The first thing to mention is that hash functions should map to numbers that don't produce many collisions and won't produce the same values if some of the keys have been swapped in different orders. A really basic example of this when words get values from there ascii totals e.g. using dub and bud map to the same value before it's been hashed. Once you have a good hashing algorithm with lookup that works in O(1) time you can think about if that function is reversible and if it needs a salt. You can prepend or append the salt (which can be uniquely generated and stored with each hashed value), and it will prevent brute force or dictionary based brute force attacks.
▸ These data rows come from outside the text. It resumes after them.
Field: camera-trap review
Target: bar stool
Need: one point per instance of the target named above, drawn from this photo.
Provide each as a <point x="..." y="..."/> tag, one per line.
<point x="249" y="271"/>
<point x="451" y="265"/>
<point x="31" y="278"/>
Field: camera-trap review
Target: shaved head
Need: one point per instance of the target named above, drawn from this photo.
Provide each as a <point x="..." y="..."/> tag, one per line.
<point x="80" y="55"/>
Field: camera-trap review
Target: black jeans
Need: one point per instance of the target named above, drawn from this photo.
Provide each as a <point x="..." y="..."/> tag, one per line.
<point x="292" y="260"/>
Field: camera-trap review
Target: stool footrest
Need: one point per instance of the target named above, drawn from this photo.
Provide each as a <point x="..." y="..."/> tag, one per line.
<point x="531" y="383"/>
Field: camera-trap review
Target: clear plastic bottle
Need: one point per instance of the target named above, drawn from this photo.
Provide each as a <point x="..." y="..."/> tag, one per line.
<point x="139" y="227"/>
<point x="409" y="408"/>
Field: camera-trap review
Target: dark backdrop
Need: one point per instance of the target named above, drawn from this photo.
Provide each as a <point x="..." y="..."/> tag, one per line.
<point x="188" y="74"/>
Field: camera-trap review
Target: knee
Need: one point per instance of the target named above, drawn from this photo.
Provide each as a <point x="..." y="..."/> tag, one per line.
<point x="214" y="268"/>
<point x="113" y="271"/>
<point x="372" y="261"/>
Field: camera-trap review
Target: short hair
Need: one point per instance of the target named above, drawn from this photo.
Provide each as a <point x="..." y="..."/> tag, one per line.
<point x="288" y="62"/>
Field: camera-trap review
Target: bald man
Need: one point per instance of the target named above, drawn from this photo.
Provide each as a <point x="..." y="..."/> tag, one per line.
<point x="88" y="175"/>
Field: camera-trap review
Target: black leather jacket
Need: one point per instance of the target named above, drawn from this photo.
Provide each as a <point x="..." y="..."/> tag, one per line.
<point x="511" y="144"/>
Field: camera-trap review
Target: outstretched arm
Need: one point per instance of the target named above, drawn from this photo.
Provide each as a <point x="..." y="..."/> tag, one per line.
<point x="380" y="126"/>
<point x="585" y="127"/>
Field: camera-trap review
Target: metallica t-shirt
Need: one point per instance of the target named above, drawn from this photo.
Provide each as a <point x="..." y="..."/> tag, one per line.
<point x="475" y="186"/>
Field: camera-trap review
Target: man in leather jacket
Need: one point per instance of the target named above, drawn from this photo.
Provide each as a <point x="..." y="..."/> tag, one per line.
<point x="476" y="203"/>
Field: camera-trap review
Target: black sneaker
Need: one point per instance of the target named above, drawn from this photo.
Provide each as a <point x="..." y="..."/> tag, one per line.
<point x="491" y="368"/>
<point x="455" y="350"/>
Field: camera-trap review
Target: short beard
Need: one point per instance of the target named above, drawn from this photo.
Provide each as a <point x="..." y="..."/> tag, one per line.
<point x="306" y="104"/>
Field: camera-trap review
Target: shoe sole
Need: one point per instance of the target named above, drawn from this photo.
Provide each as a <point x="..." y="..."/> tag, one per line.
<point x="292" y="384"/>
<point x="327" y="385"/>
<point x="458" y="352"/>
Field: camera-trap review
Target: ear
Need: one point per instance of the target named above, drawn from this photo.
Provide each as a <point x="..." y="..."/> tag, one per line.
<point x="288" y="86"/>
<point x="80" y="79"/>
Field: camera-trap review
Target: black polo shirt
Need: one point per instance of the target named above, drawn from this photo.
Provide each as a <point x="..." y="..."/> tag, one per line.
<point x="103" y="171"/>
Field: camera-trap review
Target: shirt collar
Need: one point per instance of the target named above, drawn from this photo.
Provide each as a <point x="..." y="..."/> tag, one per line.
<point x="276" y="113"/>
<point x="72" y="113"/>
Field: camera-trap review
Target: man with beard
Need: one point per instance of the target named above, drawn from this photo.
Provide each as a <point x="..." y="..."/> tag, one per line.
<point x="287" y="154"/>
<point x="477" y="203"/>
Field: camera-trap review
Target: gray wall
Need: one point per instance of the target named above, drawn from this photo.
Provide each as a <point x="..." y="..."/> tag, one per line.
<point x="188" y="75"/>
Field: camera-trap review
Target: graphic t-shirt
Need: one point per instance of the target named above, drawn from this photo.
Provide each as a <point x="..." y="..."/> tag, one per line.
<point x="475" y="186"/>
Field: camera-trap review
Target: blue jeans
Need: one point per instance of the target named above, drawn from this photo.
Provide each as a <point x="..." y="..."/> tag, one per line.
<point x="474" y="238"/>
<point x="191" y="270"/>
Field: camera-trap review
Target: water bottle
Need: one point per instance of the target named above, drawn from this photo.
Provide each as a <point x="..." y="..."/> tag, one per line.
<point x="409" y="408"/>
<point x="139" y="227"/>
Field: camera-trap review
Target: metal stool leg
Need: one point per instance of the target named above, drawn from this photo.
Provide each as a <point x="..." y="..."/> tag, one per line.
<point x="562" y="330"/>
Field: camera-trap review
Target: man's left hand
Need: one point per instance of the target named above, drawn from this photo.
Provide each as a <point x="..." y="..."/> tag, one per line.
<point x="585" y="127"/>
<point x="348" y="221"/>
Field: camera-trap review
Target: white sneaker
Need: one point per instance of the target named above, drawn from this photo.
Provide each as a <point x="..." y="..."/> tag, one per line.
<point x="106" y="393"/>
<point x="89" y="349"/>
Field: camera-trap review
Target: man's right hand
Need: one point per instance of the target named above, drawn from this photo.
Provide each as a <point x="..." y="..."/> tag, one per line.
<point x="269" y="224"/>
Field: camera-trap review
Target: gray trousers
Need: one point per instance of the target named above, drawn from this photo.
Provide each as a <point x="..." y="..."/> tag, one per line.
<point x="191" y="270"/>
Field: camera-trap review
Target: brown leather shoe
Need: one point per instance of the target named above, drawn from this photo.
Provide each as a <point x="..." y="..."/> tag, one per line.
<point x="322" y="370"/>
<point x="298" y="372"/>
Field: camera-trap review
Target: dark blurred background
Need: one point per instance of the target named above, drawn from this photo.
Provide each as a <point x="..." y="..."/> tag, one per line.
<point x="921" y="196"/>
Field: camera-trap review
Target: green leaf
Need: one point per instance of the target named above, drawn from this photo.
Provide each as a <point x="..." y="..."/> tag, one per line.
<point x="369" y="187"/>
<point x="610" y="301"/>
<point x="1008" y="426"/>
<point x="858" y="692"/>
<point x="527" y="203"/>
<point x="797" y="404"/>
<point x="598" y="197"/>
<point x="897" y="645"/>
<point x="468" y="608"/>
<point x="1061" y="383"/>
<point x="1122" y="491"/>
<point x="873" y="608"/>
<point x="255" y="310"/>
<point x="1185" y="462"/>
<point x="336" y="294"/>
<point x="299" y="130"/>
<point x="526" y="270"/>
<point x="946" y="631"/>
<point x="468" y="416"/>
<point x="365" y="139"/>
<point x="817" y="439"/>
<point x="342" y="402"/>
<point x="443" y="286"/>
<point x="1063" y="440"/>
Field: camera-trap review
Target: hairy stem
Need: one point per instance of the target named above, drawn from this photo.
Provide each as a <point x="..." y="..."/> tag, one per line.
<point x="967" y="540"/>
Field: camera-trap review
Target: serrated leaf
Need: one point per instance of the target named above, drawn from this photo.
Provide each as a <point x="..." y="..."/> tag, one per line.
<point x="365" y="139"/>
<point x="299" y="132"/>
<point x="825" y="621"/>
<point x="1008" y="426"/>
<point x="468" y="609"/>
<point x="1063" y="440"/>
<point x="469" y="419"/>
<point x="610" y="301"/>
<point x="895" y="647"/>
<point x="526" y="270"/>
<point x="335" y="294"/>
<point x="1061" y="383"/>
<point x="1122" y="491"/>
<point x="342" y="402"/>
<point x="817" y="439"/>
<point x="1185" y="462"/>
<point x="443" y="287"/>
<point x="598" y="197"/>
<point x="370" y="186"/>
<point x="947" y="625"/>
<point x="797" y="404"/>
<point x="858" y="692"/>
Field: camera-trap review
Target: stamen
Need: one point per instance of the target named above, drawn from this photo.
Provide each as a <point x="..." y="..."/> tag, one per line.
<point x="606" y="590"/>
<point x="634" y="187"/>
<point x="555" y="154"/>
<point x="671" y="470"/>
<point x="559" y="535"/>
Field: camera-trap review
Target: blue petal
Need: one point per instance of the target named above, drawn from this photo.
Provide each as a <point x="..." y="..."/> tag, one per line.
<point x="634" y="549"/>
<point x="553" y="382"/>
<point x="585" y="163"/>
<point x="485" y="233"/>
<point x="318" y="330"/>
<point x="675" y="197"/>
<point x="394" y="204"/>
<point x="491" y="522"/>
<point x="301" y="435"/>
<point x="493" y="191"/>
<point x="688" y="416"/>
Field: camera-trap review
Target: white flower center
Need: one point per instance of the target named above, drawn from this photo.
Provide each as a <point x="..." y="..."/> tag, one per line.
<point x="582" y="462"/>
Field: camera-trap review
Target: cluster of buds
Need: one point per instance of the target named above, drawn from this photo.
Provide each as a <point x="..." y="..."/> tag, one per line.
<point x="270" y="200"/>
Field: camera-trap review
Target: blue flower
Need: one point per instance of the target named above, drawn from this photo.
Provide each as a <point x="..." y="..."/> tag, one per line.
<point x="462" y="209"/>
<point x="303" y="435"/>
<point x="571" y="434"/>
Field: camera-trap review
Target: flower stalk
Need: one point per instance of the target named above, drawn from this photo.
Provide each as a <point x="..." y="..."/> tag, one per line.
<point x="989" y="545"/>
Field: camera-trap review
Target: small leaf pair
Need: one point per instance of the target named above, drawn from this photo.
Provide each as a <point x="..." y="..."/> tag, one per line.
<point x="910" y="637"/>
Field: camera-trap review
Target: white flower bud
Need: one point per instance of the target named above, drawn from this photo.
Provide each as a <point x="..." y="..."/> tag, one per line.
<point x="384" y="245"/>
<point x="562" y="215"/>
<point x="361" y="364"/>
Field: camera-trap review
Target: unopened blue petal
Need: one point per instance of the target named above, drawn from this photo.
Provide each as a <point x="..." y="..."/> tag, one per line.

One of the ways functions are made into 'one-way' functions is by using modulo arithmetic.

You then would probably need to think about mathematically how to build a modulo function that always increases.

In particular first you should look at when you say its hash is greater than the hash of the number n - 1. This ensures the sequencing/ordering. You could easily have a function where a hash is greater than an earlier key because of how the function works. I am just thinking a bit randomly here but maybe you could look a bit at number theory, if you look at the basic mapping of integer sets e.g. n=>2n and then think about mapping a set with the modulo function applied where the modulo increase is an (exponential) function of n then maybe it will produce increasing values which are sequentially hashed.